(Following Hurrican Katrina) Ethel Freeman’s body sat for days in her wheelchair
outside the New Orleans Convention Center. Her son Herbert, who had assured his
mother that help was on the way, was forced to leave her there once she died.
Gon’ be obedient in this here chair,
gon’ bide my time, fanning against this sun.
I ask my boy, and all he says is Wait.
He wipes my brow with steam, says I should sleep.
I trust his every word. Herbert my son.
I believe him when he says help gon’ come.
Been so long since all these suffrin’ folks come
to this place. Now on the ground ’round my chair,
they sweat in my shade, keep asking my son
could that be a bus they see. It’s the sun
foolin’ them, shining much too loud for sleep,
making us hear engines, wheels. Not yet. Wait.

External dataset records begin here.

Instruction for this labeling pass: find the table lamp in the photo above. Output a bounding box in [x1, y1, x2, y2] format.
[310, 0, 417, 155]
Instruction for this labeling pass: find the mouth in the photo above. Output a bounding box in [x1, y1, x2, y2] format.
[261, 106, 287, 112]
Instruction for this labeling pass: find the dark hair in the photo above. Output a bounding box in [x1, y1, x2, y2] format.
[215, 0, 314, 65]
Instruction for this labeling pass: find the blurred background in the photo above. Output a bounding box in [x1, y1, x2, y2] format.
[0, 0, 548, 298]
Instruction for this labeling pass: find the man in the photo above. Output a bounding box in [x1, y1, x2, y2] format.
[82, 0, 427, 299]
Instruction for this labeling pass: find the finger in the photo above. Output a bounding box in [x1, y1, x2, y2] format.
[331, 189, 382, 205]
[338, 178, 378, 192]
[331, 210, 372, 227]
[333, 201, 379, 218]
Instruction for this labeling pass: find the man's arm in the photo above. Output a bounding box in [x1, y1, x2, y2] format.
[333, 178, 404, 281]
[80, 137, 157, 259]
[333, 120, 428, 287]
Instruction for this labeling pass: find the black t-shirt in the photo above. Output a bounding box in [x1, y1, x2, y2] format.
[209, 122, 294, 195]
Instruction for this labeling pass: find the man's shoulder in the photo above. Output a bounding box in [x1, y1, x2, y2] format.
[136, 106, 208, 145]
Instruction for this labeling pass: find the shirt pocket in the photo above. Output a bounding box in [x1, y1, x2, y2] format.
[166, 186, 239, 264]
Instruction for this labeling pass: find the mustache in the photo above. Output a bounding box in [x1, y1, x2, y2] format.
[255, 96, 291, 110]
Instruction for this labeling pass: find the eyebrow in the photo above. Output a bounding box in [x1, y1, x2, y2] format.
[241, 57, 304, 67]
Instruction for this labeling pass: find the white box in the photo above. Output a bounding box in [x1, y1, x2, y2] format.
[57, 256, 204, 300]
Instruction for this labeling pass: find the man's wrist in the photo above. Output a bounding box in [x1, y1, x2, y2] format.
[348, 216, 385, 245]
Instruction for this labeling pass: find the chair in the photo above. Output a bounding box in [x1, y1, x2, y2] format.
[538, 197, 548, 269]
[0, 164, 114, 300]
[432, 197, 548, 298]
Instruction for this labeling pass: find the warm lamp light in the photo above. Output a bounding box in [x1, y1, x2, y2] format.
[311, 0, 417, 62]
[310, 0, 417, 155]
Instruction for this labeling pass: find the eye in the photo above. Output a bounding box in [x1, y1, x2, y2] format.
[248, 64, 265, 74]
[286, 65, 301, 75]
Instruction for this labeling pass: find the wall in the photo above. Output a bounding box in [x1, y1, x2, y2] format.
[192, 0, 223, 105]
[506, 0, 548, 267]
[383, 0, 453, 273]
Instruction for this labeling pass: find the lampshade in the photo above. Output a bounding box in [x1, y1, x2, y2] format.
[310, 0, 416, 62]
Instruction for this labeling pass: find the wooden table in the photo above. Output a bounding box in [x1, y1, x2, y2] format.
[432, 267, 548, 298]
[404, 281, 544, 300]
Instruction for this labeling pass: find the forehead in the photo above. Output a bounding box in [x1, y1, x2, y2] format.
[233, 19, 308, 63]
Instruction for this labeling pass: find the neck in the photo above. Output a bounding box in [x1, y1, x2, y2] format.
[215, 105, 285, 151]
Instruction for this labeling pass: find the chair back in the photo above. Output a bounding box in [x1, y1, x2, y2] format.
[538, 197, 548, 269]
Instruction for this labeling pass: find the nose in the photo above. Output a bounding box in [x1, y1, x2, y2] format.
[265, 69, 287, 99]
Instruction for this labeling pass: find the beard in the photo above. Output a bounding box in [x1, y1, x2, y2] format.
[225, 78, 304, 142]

Lawd, some folks prayin’ for rain while they wait,
forgetting what rain can do. When it come,
it smashes living flat, wakes you from sleep,
eats streets, washes you clean out of the chair
you be sittin’ in. Best to praise this sun,
shinin’ its dry shine. Lawd have mercy, son,
is it coming? Such a strong man, my son.
Can’t help but believe when he tells us, Wait.
Wait some more. Wish some trees would block this sun.
We wait. Ain’t no white men or buses come,
but look—see that there? Get me out this chair,
help me stand on up. No time for sleepin’,
cause look what’s rumbling this way. If you sleep
you gon’ miss it. Look there, I tell my son.
He don’t hear. I’m ’bout to get out this chair,
but the ghost in my legs tells me to wait,
wait for the salvation that’s sho to come.
I see my savior’s face ’longside that sun.
Nobody sees me running toward the sun.
Lawd, they think I done gone and fell asleep.
They don’t hear Come.
Ain’t but one power make me leave my son.
I can’t wait, Herbert. Lawd knows I can’t wait.
Don’t cry, boy, I ain’t in that chair no more.
Wish you coulda come on this journey, son,
seen that ol’ sweet sun lift me out of sleep.
Didn’t have to wait. And see my golden chair?